A comprehensive international validation of artificial intelligence (AI) for diagnosing and grading prostate cancer has been performed by researchers. According to the findings, AI systems can diagnose and grade prostate cancer in tissue samples from diverse nations just as well as pathologists. According to the researchers, the findings indicate that AI systems are ready to be appropriately introduced as a supplemental tool in prostate cancer care.
Researchers from Sweden’s Karolinska Institutet performed a comprehensive worldwide validation of artificial intelligence (AI) for identifying and grading prostate cancer alongside international colleagues. The study, published in Nature Medicine, demonstrates that AI systems can diagnose and grade prostate cancer in tissue samples from various nations just as well as pathologists. The results suggest AI systems are ready to be responsibly introduced as a complementary tool in prostate cancer care, researchers say.
The international validation was performed via a competition called PANDA. The competition lasted for three months and challenged more than 1000 AI experts to develop systems for accurately grading prostate cancer.
Algorithms matching average pathologists were developed only ten days into the competition, demonstrating how competitions can accelerate rapid innovation for solving specific problems in healthcare with the help of AI.
Kimmo Kartasalo
Rapid innovation
“Algorithms matching average pathologists were developed only ten days into the competition, demonstrating how competitions can accelerate rapid innovation for solving specific problems in healthcare with the help of AI,” says Kimmo Kartasalo, a researcher at Karolinska Institutet and the study’s corresponding author.
The fact that different pathologists can reach different results even for the same tissue samples is a problem in today’s prostate cancer diagnoses, which means that treatment decisions are based on unclear information. The researchers feel that the use of AI technology has a high potential for enhanced repeatability, or increased consistency of tissue sample assessments regardless of which pathologist does the evaluation, resulting in more accurate treatment choices.
Accurate diagnostics
In previous studies, the KI researchers demonstrated that AI systems can detect cancer in a tissue sample, estimate the amount of tumor tissue in a biopsy, and grade the severity of prostate cancer in a manner comparable to international experts. However, the fundamental difficulty with adopting AI in healthcare is that AI systems are frequently highly sensitive to data that differs from the data used to train the system, and as a result, may not yield trustworthy and stable results when implemented in different hospitals and nations.

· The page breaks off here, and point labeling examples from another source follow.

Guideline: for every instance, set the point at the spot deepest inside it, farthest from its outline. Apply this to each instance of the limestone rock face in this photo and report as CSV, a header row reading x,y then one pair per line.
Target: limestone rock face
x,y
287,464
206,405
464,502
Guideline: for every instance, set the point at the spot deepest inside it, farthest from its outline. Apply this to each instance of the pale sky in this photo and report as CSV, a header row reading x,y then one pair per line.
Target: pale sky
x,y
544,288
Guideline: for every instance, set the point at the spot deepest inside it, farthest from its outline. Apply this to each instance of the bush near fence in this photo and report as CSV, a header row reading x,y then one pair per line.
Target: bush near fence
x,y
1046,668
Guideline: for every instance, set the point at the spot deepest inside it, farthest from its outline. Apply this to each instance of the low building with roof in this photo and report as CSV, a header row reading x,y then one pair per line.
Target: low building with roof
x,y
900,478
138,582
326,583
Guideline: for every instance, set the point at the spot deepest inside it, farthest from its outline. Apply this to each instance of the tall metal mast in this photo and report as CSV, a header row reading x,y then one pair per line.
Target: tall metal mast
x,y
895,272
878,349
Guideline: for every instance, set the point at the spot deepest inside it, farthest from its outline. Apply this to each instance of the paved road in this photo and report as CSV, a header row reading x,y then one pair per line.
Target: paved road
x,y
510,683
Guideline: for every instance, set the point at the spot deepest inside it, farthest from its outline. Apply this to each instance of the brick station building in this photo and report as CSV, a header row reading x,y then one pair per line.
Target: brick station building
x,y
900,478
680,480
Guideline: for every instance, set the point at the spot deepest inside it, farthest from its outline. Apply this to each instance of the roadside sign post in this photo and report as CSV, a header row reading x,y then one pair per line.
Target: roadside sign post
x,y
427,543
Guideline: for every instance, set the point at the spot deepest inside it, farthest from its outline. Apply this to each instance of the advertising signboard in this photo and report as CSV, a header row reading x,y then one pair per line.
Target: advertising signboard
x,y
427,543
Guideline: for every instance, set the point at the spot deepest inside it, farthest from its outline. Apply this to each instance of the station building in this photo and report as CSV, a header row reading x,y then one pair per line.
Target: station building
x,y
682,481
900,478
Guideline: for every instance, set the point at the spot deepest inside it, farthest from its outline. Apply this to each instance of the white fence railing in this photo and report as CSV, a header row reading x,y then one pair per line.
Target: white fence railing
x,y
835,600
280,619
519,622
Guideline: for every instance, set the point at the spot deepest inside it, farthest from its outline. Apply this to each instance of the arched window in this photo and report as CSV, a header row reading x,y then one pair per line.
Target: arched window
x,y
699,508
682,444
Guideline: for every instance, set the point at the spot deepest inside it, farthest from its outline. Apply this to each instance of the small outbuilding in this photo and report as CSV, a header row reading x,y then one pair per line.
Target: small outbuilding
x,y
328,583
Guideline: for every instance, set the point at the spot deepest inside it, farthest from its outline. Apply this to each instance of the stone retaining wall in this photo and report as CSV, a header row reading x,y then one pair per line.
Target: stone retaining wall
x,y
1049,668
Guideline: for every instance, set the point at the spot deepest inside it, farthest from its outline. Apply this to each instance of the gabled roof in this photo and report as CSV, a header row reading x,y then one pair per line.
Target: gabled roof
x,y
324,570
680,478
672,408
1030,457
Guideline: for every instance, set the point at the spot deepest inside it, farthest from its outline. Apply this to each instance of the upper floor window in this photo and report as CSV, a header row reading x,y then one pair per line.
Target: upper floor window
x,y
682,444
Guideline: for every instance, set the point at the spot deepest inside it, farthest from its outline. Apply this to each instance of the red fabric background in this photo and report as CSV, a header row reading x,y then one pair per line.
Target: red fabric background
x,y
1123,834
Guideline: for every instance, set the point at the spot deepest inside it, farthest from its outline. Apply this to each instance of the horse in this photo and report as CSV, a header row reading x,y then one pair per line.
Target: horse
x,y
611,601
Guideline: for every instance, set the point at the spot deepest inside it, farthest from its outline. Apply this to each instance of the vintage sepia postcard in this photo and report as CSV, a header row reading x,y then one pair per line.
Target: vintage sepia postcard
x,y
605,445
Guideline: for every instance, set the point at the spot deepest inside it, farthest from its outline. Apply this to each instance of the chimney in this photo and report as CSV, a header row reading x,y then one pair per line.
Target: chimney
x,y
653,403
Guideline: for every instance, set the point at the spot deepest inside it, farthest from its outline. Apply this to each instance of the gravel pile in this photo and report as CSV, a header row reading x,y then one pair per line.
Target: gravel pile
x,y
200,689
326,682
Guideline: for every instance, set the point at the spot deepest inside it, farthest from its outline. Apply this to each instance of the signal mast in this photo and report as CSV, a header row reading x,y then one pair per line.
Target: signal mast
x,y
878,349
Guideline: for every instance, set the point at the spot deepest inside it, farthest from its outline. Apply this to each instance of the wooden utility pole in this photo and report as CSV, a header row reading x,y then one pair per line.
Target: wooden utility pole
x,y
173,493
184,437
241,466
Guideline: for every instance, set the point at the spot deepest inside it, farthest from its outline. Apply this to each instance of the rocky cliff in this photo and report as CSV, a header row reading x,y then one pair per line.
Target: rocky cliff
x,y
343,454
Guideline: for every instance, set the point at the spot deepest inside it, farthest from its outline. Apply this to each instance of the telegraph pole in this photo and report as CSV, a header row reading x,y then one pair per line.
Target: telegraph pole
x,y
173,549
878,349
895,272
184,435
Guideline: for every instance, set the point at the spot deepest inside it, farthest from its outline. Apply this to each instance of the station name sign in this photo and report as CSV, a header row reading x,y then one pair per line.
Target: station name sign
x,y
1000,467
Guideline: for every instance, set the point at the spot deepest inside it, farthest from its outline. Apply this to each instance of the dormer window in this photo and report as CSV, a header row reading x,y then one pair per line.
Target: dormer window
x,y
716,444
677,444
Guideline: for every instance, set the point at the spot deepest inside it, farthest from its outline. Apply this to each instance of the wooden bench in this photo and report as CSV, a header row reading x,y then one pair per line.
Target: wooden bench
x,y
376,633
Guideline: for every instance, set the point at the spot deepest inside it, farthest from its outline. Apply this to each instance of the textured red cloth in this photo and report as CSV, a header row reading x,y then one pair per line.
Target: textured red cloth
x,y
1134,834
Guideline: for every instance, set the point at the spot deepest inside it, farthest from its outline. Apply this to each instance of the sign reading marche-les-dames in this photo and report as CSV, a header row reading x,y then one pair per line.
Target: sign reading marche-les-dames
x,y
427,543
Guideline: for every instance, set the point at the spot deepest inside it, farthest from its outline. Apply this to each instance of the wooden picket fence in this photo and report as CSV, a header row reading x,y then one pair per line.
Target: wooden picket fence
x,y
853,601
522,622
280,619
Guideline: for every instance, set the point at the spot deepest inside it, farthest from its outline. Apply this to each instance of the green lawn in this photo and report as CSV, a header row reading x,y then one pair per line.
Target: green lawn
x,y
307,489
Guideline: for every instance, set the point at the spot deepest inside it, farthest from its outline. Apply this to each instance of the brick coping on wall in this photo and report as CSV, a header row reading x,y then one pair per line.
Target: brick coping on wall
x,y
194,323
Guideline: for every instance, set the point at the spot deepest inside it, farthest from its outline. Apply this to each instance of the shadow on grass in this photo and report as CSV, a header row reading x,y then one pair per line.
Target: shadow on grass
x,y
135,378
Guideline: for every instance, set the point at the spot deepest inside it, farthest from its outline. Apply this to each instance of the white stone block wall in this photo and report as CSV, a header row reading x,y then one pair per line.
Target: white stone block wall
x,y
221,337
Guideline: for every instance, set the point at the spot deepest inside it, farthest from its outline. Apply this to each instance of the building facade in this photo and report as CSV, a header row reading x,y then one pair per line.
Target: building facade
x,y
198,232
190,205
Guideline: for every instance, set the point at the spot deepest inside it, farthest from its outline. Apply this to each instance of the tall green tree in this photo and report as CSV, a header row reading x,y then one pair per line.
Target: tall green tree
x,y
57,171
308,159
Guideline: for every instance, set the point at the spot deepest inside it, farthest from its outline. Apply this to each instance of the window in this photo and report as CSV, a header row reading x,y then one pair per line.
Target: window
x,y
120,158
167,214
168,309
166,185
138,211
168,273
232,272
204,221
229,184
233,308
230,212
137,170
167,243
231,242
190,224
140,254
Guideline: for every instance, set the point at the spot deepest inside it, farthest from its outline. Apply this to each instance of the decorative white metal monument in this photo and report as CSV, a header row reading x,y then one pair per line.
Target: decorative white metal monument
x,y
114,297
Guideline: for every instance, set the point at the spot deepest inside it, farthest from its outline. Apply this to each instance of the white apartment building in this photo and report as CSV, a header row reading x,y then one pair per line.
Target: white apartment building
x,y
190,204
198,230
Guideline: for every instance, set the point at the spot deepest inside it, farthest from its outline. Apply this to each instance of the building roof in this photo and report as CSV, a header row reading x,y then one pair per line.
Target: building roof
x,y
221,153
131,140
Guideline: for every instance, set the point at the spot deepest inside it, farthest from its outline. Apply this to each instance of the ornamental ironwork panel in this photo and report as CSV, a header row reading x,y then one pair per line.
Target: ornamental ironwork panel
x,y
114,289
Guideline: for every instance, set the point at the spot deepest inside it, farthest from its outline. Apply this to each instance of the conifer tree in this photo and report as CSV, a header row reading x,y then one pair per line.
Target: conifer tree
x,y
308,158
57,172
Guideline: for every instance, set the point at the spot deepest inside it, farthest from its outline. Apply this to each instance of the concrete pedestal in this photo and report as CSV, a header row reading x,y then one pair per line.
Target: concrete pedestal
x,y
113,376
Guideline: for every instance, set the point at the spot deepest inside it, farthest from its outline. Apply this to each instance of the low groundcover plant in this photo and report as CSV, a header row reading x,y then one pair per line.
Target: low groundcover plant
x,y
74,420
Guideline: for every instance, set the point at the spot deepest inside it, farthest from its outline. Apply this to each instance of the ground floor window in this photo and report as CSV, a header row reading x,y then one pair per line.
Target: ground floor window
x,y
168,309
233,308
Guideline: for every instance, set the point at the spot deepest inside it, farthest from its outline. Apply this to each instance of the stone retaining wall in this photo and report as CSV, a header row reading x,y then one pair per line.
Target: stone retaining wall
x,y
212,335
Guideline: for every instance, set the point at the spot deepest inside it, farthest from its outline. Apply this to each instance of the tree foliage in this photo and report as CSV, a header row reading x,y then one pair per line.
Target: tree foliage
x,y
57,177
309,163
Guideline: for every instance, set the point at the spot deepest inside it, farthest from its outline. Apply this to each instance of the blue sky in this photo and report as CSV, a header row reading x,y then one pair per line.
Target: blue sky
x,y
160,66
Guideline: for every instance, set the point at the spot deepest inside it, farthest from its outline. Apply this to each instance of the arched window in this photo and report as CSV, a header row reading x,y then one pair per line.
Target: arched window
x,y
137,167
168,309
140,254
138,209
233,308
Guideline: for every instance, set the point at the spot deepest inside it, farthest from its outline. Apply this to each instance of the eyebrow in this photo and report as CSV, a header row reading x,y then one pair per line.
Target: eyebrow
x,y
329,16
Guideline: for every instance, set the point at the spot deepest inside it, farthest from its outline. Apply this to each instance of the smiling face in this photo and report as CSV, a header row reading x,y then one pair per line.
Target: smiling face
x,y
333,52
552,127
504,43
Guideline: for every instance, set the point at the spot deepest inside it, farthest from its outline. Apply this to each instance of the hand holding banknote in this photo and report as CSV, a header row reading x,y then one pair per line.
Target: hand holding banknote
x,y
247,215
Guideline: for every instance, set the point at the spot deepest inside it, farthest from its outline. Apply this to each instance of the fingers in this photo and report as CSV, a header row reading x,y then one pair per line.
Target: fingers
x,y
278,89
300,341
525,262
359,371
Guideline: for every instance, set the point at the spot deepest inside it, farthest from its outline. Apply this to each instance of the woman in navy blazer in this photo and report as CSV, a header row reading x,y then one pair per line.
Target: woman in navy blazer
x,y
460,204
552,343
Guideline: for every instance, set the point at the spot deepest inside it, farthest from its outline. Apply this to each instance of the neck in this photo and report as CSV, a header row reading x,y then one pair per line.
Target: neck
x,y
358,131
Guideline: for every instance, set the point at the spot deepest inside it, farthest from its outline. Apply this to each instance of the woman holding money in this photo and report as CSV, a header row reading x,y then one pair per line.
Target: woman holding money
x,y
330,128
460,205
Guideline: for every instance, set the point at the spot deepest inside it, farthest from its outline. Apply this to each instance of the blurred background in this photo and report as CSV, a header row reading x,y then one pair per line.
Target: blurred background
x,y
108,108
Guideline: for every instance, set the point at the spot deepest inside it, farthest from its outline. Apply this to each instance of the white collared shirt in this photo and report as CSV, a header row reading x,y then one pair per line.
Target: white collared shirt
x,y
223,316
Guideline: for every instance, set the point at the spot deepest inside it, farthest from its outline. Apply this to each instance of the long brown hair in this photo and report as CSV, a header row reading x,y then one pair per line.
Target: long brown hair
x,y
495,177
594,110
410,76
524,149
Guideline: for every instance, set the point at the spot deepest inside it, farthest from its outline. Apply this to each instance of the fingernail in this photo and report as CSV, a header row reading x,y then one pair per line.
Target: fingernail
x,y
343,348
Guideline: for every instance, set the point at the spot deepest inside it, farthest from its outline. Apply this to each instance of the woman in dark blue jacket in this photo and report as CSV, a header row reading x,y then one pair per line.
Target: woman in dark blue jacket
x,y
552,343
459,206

“The PANDA findings demonstrate, for the first time, that AI systems can produce an equally precise diagnosis and grading of prostate cancer in an international scenario as human pathologists. The next step is to conduct controlled research to determine how to best implement AI systems in patient care “Martin Eklund, associate professor at Karolinska Institutet’s Department of Medical Epidemiology and Biostatistics and the study’s final author, agrees.
“Future studies should also include a broader range of rare yet extraordinarily difficult biopsies, as well as samples from nations with a more diverse ethnic and demographic makeup,” he adds.
Not a replacement for human experts
AI-based evaluation of prostate cancer biopsies has the potential to improve diagnostic quality and, as a result, provide more consistent and equal care to patients at a reduced cost.
“The goal is not for AI to replace human experts, but rather to act as a safety net to prevent pathologists from overlooking cancer cases and to aid in standardizing assessments. AI may potentially be a viable option in areas of the world where pathology expertise is currently lacking “Lars Egevad, a professor at Karolinska Institutet’s Department of Oncology-Pathology and a prostate pathology expert who co-authored the study, states.
The research was carried out in partnership with researchers from Radboud University Medical Center in the Netherlands, Google Health in the United States, and the University of Turku in Finland. It was funded, among other things, by the Swedish Research Council, the Swedish Cancer Society, and the Swedish Prostate Cancer Federation. Several writers have industry affiliations and patents linked to prostate cancer detection or machine learning for medical pictures, and some have been compensated financially by firms.
Facts about prostate cancer:
- In Sweden, prostate cancer is the main cause of cancer death in men.
- In Europe and the United States, almost 20 million prostate tissue samples are evaluated each year.
- There is a global scarcity of pathologists, with many poor nations having less than one pathologist per million people.
- The difficulty in analyzing prostate tissue samples objectively and reproducibly is a barrier to lowering prostate cancer mortality.